Kerem donuk ifadeyle Hande'yi dinlerken gözlerinden geçen şaşkınlık belirtisi fark edilmeyecek gibi değildi.

"Yanılmadım derken?"

️Hande sesli bir nefes alıp Kerem'in elini tuttu. Onun şaşkınlığı had safhaya ulaşırken esaretten kurtulmak için bir adım atmanın verdiği rahatlıkla konuşmasına devam etti.

"Senin de içinde saklı iyi yönlerin var. Seni tanımıyorum. Neden böylesin? Davranışların soğuk, sert, kaba. Ama içinde bir yerlerde iyi bir insan var. Ben sana teşekkür ederim. Hem de sıradan bir teşekkür değil."

Hande Kerem'e yaklaşıp tıpkı rüyasında yaptığı gibi elini yüzüne dokundurdu. Kerem hüzün dolu gözlerle bakarken aynı zamanda şaşkınlığını gizleyemiyordu. Yutkunup Hande'nin ne yapacağını ya da ne konuşacağını beklerken onun iyice yaklaşmasıyla nefesini tuttu. Hande dudaklarını yüzüne dokundurup çekildikten sonra gözlerini ayırmadan, elini yüzünden çekmeden  konuşmasına devam etti.

"Teşekkür içindi.

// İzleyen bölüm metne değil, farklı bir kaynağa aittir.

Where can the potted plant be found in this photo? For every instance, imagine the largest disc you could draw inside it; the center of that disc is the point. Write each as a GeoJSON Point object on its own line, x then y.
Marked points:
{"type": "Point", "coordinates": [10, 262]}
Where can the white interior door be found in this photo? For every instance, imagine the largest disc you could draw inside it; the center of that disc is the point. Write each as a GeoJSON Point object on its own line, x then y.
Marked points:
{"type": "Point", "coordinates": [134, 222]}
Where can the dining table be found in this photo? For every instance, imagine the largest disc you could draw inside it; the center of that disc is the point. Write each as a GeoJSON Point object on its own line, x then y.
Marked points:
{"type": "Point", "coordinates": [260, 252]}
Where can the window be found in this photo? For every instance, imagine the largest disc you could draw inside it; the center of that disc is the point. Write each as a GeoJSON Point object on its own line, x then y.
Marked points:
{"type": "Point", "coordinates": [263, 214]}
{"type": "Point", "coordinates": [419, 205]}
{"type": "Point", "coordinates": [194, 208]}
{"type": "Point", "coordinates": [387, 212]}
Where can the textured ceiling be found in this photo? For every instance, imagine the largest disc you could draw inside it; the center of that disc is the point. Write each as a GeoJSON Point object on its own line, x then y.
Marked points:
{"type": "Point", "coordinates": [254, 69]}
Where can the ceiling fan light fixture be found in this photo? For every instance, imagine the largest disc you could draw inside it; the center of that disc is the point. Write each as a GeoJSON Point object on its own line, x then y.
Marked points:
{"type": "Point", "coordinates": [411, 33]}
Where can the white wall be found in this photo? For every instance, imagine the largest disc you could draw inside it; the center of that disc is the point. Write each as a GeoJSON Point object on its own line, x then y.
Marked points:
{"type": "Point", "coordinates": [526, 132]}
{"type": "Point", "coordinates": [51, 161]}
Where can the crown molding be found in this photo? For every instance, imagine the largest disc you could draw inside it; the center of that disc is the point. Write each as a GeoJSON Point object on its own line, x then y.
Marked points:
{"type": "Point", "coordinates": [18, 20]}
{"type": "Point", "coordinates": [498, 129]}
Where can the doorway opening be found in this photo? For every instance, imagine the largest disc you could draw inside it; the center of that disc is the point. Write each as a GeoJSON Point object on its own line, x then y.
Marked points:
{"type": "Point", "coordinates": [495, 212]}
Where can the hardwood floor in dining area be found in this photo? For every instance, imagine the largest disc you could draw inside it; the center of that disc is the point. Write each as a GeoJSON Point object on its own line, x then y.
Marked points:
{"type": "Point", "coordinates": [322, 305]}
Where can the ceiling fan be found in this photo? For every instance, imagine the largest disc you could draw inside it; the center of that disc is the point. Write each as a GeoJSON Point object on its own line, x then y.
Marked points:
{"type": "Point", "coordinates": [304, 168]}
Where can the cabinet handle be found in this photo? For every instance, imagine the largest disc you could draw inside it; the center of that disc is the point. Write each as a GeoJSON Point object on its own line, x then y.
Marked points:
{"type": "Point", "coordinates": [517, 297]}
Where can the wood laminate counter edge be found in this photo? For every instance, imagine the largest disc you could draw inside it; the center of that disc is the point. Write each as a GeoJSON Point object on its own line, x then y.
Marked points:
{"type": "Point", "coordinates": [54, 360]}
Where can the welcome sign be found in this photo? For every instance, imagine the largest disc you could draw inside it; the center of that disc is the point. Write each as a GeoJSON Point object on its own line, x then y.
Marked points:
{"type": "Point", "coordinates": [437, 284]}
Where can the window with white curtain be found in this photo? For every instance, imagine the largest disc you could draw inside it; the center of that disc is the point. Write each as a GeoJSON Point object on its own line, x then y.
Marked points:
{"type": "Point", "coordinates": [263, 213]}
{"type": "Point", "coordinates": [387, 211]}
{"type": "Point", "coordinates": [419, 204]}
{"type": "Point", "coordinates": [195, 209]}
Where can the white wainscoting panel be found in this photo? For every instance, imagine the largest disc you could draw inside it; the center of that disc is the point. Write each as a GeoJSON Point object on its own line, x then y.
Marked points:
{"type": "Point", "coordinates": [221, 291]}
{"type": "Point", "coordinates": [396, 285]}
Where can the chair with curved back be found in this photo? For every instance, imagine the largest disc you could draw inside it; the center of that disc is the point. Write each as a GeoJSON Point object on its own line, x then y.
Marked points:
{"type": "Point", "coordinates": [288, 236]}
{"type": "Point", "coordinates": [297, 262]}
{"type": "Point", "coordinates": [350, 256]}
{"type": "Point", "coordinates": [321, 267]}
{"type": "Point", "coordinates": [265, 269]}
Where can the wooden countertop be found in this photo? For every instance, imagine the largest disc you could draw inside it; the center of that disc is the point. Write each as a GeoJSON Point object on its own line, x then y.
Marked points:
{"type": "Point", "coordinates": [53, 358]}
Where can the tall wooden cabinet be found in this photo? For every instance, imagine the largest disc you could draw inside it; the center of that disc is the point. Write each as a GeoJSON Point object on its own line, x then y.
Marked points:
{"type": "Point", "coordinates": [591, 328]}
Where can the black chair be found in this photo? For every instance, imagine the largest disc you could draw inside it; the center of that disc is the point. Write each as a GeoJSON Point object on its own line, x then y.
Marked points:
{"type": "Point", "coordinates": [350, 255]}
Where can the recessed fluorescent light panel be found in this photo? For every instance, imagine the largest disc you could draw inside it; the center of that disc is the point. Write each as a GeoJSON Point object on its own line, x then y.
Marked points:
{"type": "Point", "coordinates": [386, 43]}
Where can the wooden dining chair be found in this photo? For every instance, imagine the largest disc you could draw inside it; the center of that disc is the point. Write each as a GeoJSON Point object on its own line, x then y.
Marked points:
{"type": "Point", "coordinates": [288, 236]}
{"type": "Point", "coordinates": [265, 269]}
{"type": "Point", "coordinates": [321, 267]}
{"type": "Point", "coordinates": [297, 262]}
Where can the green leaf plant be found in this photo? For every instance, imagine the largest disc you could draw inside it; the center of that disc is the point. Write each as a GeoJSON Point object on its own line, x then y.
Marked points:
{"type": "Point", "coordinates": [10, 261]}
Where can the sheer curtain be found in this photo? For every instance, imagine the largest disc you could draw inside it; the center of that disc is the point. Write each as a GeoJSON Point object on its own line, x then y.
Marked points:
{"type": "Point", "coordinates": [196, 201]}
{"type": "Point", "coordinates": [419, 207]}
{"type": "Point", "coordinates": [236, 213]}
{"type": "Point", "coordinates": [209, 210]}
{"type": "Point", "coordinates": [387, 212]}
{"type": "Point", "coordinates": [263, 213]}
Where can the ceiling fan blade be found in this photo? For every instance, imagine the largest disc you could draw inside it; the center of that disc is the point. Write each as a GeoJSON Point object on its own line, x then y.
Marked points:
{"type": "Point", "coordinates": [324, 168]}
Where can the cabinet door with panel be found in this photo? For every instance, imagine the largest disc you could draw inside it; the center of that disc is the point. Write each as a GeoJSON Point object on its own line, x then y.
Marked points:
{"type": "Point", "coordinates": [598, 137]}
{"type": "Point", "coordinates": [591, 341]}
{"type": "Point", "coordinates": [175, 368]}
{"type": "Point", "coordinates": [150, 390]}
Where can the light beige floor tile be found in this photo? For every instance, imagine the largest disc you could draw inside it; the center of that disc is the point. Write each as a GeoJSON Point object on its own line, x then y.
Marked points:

Beni kurtardın. Diğer yaptıkların ne olursa olsun onlar için düşüncemin değişmeyeceği gibi bu yaptığında da düşüncem değişmez."

Hande konuştuktan sonra gözlerini ayırmadan bakarken elini yüzünden yavaşça çekti. Karşısındaki adamın nutku tutulmuş gibi bakmasına aldırmadan elini sıkıp kalktı. Yatağına doğru ağır adımlarla giderken arkadan izlendiğini biliyordu. Hem de üşümeden. Arkasına dönüp o adama baktı.

"İyi geceler."

Kerem hiç beklemediği "iyi geceler" sözünü duyar duymaz yumruklarını sıkıp gözlerini kapattı. O kızdan hiç beklemediği ataklar ardı ardına gelmişti ve kendini...


Bu kadarı fazla gelmişti! Kalkıp hızla odadan çıkıp kapıyı çarptı. Terasa çıkar çıkmaz yüzüne vuran ayazı dahi hissetmedi. Hızla terasın ucuna, her zamanki yerine gelip korkuluklardan tuttu. Dişlerini sıkıp karanlık boşluğa bakarken yağan yağmur umurunda değildi. Buz gibi hava umurunda değildi. O az önce duyduğu sözlerle yanmıştı. Hem de cayır cayır. Bunlar hiç beklemediği sözler ve davranışlardı! Hayatı mahvolmuştu ve o kızın hayatını hiç ama hiç düşünmemişti! Onun penceresinden hiç bakmamıştı! Düşünmüştü belki de ama kendisi daha ağır basmıştı.

Düşünse de umurunda olmamıştı. Oysa az önce her şey  değişmişti. Şartlarını sunduğunda Hande sendeleyip duvardan tutmuştu. Hiç yapmadığını yapmış kolundan tutup yatağa oturtmuştu. Onun donuk gözlerle karanlık boşluğa  baktığını izlemiş, o kızın bu konağa geldiği günden beri yaşadıklarını düşünmüştü.

Son söylediği sözlerden sonra da kendini burada bulmuştu. Şimdi ne yapacak, nereden başlayacaktı? Babasının anlattıklarını düşünüp gözlerini kapattı. Bir şeyler vardı, çok büyük ama ne? Olayların sadece babasının anlattığından ibaret olmadığı kesindi. Korkulukları sıktığı ellerini gevşetirken çaresizce etrafına baktı. Söz vermişti ve o sözünü ne pahasına olursa olsun tutacaktı.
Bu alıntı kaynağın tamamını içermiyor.